Der Internationale Sportgerichtshof CAS hat die beiden italienischen Fußballer Davide Possanzini und Daniele Mannini in einem Berufungsprozess vom Dopingverdacht freigesprochen.
Das Gericht in Lausanne hob die einjährigen Sperren gegen die beiden ehemaligen Kicker von Brescia Calcio auf. Die Profis waren nach dem Spiel gegen Chievo Verona im Dezember 2007 unverschuldet mit 15-minütiger Verspätung zum Dopingtest erschienen. Die Kontrollen fielen negativ aus. Der italienische Fußballverband (FIGC) hatte das Vergehen deshalb nicht geahndet. Das Nationale Olympische Komitee Italiens (CONI) verurteilte die Fußballer lediglich zu einer Sperre von 15 Tagen.

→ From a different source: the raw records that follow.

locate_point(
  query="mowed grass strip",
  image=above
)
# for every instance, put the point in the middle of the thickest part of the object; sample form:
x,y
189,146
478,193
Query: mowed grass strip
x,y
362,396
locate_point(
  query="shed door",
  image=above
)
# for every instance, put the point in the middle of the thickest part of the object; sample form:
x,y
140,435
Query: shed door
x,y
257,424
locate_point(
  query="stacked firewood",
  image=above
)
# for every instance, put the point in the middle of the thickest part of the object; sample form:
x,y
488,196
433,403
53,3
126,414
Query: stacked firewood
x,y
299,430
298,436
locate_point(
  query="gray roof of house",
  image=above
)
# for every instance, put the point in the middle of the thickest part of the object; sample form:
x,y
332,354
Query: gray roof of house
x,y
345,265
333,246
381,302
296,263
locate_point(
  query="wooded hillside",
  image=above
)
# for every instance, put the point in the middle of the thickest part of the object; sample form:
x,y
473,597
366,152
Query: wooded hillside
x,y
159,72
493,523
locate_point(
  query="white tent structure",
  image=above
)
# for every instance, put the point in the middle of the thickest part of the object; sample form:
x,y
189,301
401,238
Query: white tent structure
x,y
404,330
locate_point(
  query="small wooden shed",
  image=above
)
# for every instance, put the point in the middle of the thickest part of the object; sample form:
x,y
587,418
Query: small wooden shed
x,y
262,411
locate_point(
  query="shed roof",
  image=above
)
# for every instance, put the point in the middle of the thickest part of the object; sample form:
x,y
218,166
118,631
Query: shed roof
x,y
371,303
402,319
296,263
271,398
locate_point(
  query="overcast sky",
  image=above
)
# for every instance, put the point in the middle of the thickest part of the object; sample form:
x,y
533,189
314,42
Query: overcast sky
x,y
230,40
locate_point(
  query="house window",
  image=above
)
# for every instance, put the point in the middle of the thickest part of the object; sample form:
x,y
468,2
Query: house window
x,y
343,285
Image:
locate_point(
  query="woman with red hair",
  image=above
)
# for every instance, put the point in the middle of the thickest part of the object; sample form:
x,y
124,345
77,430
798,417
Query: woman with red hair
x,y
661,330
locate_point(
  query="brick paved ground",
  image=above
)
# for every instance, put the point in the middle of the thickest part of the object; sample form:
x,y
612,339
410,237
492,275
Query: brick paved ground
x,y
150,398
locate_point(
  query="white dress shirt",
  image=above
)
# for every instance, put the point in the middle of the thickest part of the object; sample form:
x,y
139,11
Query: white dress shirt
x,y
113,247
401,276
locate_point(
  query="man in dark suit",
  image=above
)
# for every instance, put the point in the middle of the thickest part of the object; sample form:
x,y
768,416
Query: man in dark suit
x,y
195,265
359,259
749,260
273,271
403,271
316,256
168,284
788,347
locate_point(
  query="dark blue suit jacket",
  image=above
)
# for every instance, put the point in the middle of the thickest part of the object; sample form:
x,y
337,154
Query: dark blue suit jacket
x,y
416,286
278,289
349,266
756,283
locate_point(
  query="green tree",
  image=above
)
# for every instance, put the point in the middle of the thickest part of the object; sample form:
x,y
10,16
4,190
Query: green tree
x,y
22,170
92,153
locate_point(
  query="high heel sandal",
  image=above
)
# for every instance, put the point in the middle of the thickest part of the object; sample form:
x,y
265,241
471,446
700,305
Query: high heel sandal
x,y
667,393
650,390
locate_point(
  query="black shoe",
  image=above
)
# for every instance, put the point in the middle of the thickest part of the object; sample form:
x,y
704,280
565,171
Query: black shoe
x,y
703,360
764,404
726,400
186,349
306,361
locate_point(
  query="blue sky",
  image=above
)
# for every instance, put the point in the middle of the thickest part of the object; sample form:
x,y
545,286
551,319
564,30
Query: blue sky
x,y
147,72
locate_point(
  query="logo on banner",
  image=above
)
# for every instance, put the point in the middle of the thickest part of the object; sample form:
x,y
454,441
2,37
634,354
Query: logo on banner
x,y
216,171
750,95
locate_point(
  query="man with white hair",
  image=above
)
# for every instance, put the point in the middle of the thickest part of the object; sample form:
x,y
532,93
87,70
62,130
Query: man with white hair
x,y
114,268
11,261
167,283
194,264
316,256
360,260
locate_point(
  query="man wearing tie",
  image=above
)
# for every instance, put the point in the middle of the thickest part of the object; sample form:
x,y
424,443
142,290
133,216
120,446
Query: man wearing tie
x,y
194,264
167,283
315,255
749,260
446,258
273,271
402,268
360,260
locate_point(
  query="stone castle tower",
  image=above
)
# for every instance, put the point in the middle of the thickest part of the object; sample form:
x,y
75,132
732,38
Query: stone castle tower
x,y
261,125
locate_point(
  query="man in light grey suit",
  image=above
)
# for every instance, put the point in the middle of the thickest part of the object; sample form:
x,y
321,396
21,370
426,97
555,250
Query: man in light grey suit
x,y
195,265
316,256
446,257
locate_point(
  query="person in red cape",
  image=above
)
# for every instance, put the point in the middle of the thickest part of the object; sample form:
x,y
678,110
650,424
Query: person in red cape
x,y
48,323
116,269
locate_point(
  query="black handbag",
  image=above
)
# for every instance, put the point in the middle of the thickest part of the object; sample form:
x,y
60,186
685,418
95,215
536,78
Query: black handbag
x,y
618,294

Dagegen legte jedoch die Welt-Anti-Doping-Agentur (WADA) Protest beim CAS ein, der die beiden Fußballer am 29. Januar dieses Jahres dann tatsächlich für ein Jahr sperrte. Das harte Urteil hatte heftige Proteste von Spielern, Trainern und Clubs ausgelöst. Die Anwälte der beiden Kicker erreichten dann Ende Februar die Wiederaufnahme des Verfahrens in Lausanne, das nun mit dem Freispruch endete.